Des manifestants jettent un matelas sur une voiture en feu devant un magasin près du troisième commissariat de police le 28 mai 2020 à Minneapolis, dans le Minnesota, Etats-Unis. (Photo Kerem Yucel / AFP)

Le président de la Commission de l'Union africaine a condamné vendredi le meurtre présumé par la police d'un homme noir non armé dans l'État américain du Minnesota, un incident qui a déclenché des manifestations à travers le pays.

Moussa Faki Mahamat "condamne fermement le meurtre de George Floyd qui s'est produit aux États-Unis d'Amérique aux mains des forces de l'ordre, et souhaite présenter ses plus sincères condoléances à sa famille et à ses proches", lit-on dans une déclaration de sa porte-parole.

La déclaration ajoute que M. Faki, qui est Tchadien, "réaffirme et réitère fermement le rejet par l'Union africaine de la poursuite des pratiques discriminatoires à l'encontre des citoyens noirs des États-Unis d'Amérique".

George Floyd, 46 ans, a été tué lundi par la police après avoir été arrêté parce qu'il était soupçonné d'avoir utilisé un faux billet de banque.

Une vidéo prise par un spectateur montre un policier agenouillé sur son cou alors qu'il est cloué au sol. À un moment donné, on entend Floyd dire qu'il ne peut plus respirer.

Des affrontements avec la police sont entrées dans leur quatrième jour vendredi.

D'autres responsables de l'UA, dont le siège est en Ethiopie, ont également fait savoir qu'ils étaient perturbés par la mort de M. Floyd.

Jeudi, Kwesi Quartey, vice-président de la Commission de l'Union africaine, a publié sur sa page Facebook personnelle que l'UA était "bouleversée d'assister à une nouvelle exécution injustifiée d'un autre Afro-Américain... sans autre raison que d'être noir".

"C'est une exécution de trop.
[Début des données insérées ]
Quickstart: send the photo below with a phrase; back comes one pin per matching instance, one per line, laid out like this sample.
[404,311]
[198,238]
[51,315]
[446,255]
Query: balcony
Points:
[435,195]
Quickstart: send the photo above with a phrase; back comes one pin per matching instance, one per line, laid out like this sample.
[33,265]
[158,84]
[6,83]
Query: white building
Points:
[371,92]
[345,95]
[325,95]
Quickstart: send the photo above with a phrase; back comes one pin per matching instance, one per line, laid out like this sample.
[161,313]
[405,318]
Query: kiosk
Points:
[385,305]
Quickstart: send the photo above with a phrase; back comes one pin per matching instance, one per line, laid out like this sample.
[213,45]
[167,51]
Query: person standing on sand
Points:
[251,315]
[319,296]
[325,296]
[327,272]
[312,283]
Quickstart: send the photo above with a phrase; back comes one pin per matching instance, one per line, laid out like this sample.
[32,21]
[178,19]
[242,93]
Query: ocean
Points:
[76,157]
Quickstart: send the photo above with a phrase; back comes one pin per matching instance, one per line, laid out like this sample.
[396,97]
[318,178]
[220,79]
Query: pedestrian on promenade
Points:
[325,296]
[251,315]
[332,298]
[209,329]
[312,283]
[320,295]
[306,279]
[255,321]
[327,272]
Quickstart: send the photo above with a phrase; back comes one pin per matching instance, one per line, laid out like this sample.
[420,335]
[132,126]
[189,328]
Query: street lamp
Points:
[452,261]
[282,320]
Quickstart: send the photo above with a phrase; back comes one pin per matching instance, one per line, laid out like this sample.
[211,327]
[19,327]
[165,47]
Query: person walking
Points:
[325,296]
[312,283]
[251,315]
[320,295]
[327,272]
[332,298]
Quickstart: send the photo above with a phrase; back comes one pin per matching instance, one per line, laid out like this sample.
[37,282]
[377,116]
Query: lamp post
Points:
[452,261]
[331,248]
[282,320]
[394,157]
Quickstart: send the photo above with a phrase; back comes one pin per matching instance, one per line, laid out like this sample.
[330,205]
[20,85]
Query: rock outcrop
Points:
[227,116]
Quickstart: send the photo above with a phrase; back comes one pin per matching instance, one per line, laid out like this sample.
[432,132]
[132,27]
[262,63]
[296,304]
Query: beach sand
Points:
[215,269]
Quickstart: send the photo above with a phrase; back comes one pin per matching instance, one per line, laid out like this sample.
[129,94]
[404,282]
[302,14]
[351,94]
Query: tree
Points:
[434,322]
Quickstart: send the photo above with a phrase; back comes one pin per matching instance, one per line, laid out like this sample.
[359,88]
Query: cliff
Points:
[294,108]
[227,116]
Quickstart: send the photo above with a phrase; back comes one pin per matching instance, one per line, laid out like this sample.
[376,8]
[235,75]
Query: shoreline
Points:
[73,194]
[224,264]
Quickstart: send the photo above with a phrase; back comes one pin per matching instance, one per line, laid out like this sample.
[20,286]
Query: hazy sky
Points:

Nous sommes peut-être noirs, mais nous sommes aussi des personnes", a écrit Quartey. "L'Afrique exige une enquête complète sur ce meurtre."

Dans sa déclaration de vendredi, le bureau de M. Faki a appelé les responsables américains à "intensifier leurs efforts pour assurer l'élimination totale de toutes les formes de discrimination basées sur la race ou l'origine ethnique."

Quoi qu'inhabituelle, l'implication de dirigeants africains dans ce qui est une affaire intérieure dans un pays occidental a un certain précédent. En 2003, le sommet des chefs d'État de l'Union africaine a déclaré que la diaspora - y compris tous les descendants d'Africains tels que ceux des États-Unis, d'Europe et du Brésil - constitue la sixième région d'Afrique.